Edit: Edebiyatçı falan değilim. Bunlar sadece benim subjektif çıkarımlarım.
Sarı bir ormanda ikiye ayrıldı yolum,
ikisinden birden gidemediğim ve yoldaki
tek yolcu olduğum için üzgün, uzun uzun
baktım görene kadar birinci yolun
otlar çalılar arasında kıvrıldığı yeri;
sonra öbürüne gittim, o kadar iyiydi o da,
ve belki çimenlik olduğu, aşınmak istediğinden
gidilmeye daha çok hakkı vardı; oysa
ordan gelip geçenler iki yolu da
eş ölçüde aşındırmıştı hemen hemen,
ve o sabah ikisi de uzanıyordu birbiri gibi
hiçbir adımın karartmadığı yapraklar içinde,
ah, başka bir güne sakladım yolların ilkini!
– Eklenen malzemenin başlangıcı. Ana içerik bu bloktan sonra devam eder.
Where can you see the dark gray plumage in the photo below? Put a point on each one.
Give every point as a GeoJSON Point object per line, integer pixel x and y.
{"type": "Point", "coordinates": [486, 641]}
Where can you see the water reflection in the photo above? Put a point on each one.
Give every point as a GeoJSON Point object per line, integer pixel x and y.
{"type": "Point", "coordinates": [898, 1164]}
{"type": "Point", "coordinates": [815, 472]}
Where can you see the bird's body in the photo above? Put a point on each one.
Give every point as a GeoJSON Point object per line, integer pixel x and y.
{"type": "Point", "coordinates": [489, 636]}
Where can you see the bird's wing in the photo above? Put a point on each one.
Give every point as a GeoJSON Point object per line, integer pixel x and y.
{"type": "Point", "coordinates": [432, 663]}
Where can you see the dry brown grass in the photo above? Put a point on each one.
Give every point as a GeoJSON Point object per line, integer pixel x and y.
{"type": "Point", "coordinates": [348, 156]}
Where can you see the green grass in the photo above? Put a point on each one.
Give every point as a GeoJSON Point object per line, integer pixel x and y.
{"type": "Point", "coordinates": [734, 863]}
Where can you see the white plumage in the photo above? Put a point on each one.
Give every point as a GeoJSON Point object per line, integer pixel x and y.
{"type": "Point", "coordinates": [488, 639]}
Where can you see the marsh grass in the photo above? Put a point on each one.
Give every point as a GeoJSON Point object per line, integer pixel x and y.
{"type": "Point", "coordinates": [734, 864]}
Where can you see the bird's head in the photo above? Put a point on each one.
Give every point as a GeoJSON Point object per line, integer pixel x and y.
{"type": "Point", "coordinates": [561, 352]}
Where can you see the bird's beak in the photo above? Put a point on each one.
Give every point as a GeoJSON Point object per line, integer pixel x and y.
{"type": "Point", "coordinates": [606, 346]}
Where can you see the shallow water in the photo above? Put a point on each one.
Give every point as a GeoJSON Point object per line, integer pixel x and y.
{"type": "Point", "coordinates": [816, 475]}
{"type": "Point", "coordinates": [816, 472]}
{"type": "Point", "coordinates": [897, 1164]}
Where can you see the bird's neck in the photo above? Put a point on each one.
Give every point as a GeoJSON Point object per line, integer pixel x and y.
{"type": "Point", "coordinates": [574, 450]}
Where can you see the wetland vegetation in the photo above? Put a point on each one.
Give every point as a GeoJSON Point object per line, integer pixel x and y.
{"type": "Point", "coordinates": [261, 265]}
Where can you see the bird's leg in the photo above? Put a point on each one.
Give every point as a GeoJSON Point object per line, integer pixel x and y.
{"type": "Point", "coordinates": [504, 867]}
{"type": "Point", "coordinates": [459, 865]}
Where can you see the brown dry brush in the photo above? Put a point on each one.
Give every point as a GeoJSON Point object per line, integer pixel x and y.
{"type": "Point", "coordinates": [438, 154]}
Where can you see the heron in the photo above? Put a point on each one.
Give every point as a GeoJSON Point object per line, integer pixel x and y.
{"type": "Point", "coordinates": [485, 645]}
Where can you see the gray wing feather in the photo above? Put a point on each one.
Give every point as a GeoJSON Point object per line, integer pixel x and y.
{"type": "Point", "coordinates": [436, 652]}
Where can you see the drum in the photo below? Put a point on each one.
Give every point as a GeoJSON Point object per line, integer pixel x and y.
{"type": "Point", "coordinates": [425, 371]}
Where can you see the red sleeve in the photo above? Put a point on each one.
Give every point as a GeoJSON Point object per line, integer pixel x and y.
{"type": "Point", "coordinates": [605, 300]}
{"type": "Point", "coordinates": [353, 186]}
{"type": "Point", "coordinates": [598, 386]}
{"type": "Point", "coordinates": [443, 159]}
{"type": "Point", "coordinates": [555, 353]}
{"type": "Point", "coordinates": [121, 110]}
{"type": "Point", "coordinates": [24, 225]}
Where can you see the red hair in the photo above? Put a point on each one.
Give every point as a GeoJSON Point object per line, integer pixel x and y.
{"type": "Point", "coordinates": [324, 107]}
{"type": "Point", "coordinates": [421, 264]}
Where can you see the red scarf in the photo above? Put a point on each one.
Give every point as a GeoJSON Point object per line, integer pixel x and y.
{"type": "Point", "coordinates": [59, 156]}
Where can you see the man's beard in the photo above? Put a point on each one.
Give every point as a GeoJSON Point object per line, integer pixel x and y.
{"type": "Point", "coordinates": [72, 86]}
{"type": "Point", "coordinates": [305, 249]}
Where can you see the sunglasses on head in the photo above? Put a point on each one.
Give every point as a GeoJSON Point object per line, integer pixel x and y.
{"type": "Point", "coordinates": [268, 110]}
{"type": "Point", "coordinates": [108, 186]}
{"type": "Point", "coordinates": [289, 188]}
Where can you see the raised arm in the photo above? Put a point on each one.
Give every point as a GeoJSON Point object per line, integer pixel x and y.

ama bilerek her yolun yeni bir yol getirdiğini,
merak ettim geri gelecek miyim diye.
iç geçirerek anlatacağım bunu ben,
nice yaşlar nice çağlar sonra bir yerde:
bir ormanda yol ikiye ayrıldı, ve ben –
ben gittim daha az geçilmişinden,
ve bütün farkı yaratan bu oldu işte.
Robert frost
Bana mutluluğu öğreten bu şiir olmuştu. Anlamamıştım ilk önce ama sonra şimşekler çakmaya başlamıştı beynimde. Bu şiirin her farklı çevirisi size farklı bir şey anlatır. Yani bazen adalet baskınken bazen de tabuların yıkılması gerektiği anlaşılır bu şiirde. Bi adam yol ayrımının başında durur. iki yol vardır. Biri herkesin gittiği çimlerin ezilmiş olduğu yol. Diğeri ise çimlerin sapasağlam durduğu hatta üstüne sonbahar yapraklarının döküldüğü kimsenin gitmediği bir yol. Korku ve cesaret basar o anda insanı. Korkularını cesaretin kucağına teslim edip gidilmemiş yoldan yürümeye başlarsın ve cesaretin pişmanlığa neden olup olmayacağının endişesini yaşarsın. Sonuç ya pişmanlıktır ya da zafer. Bu şiir iki sonuçta da zaferi yaşatmayı öğretti bana. Ya pişmanlık yaşamışsındır ama başkalarından farklı bi yöntem denemiş onlardan farklı olmuşsundur. Ya da yine farklı bir yöntem denemiş zafer elde etmişsindir üstelik de kendi yolunu kendin çizmişsindir.
Edit: Edebiyatçı falan değilim. Bunlar sadece benim subjektif çıkarımlarım.